Marketron

Response Data is Rewriting the Way Radio is Sold and Bought

Contributor: Rick Kestenbaum, General Manager, AnalyticOwl

As the old saying goes, “If you do what you’ve always done, you’ll get what you’ve always gotten.” This is especially true in radio selling and buying, where a reliance on expensive ratings data and audience demos leads to buys made on the description of an audience rather than the actions of an audience. Contrast this with digital selling, where plans are made based on historical response and ROI. It’s clear which gets an advertiser off to a better start and which leads to greater satisfaction. Now, thanks to the rise of response data, radio can be sold and bought on the same game-changing premise.

According to the current approach, the focus is identifying “the right audience,” based on audience characteristics such as size, age, income, education, etc. The problem there is that the focus is not on what the advertiser cares about most – response and resulting revenue.

When a buy is made on this premise, there’s no opportunity for a meaningful discussion on results, leaving only “gut feelings” as a barometer, doing no one any good. Time goes by, and without any tangible measure, sellers are left without much to say and advertisers are prone to disillusionment. Often, this leads to cancellations and non-renewal of advertising that is quite commonly working just fine.

According to the new approach, sellers take two minutes and produce a custom, timely report highlighting actual response to recent campaigns in their local market and in their advertiser’s industry and advertisers use those insights to make a strong, measurable plan.
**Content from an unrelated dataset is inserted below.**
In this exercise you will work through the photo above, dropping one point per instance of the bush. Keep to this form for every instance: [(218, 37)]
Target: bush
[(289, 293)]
For example, here is data drawn from the auto dealers category in the Buffalo, NY market for September 2020. All are relevant, not only in giving advertisers confidence that radio works in driving increased website and foot traffic, but also in helping pre-optimize a campaign for a stronger start:

  • The top daypart for response was midday
  • The top day was Tuesday, creating an opportunity to convince prospects and existing advertisers to add Tuesdays if they aren’t already doing so
  • The top ad duration was :30
  • The expected ROI for a dealer who sells one car every hundred website visits, with a profit of $2,400, was $3 for every $1 spent
  • Auto dealers saw more website traffic days on air than days off air
  • Each aired spot resulted in an average of seven VPA (Visits Per Airing™)
  • The Response Opportunity was 37%, indicating that there were other dealers on the air and that a strategic presence is required to be competitive
  • Website visitors viewed an average of three pages, spent an average of over four minutes and bounced (left after viewing only one page) at a low 8% rate, demonstrating that broadcast audiences are engaged buyers
  • 94% of visitors responding to a spot used a search engine, and very few visited directly by typing in a dealer’s website address (despite the call to action!)
  • The top hours for foot traffic were 10 a.m. – 3 p.m. and the top day was Tuesday, again suggesting a good opportunity

These figures will vary, of course, based on market, time period and other filtering factors, but clearly this is a game-changing shift that provides strong actionable insights.

From there, the new approach has seller, agency and advertiser in regular contact, reviewing the impact on website and foot traffic, analyzing which creative, days and dayparts are working best and optimizing to even better response.

What does this mean for radio sellers and buyers? More buys made with realistic, trackable expectations set, less need for advertisers to consider cancellation and more opportunity for advertisers to comfortably invest more in radio. AnalyticOwl found that those who were presented with response data cancelled 50% less often and confidently spent an average of 20% more.

That’s a win for all parties involved.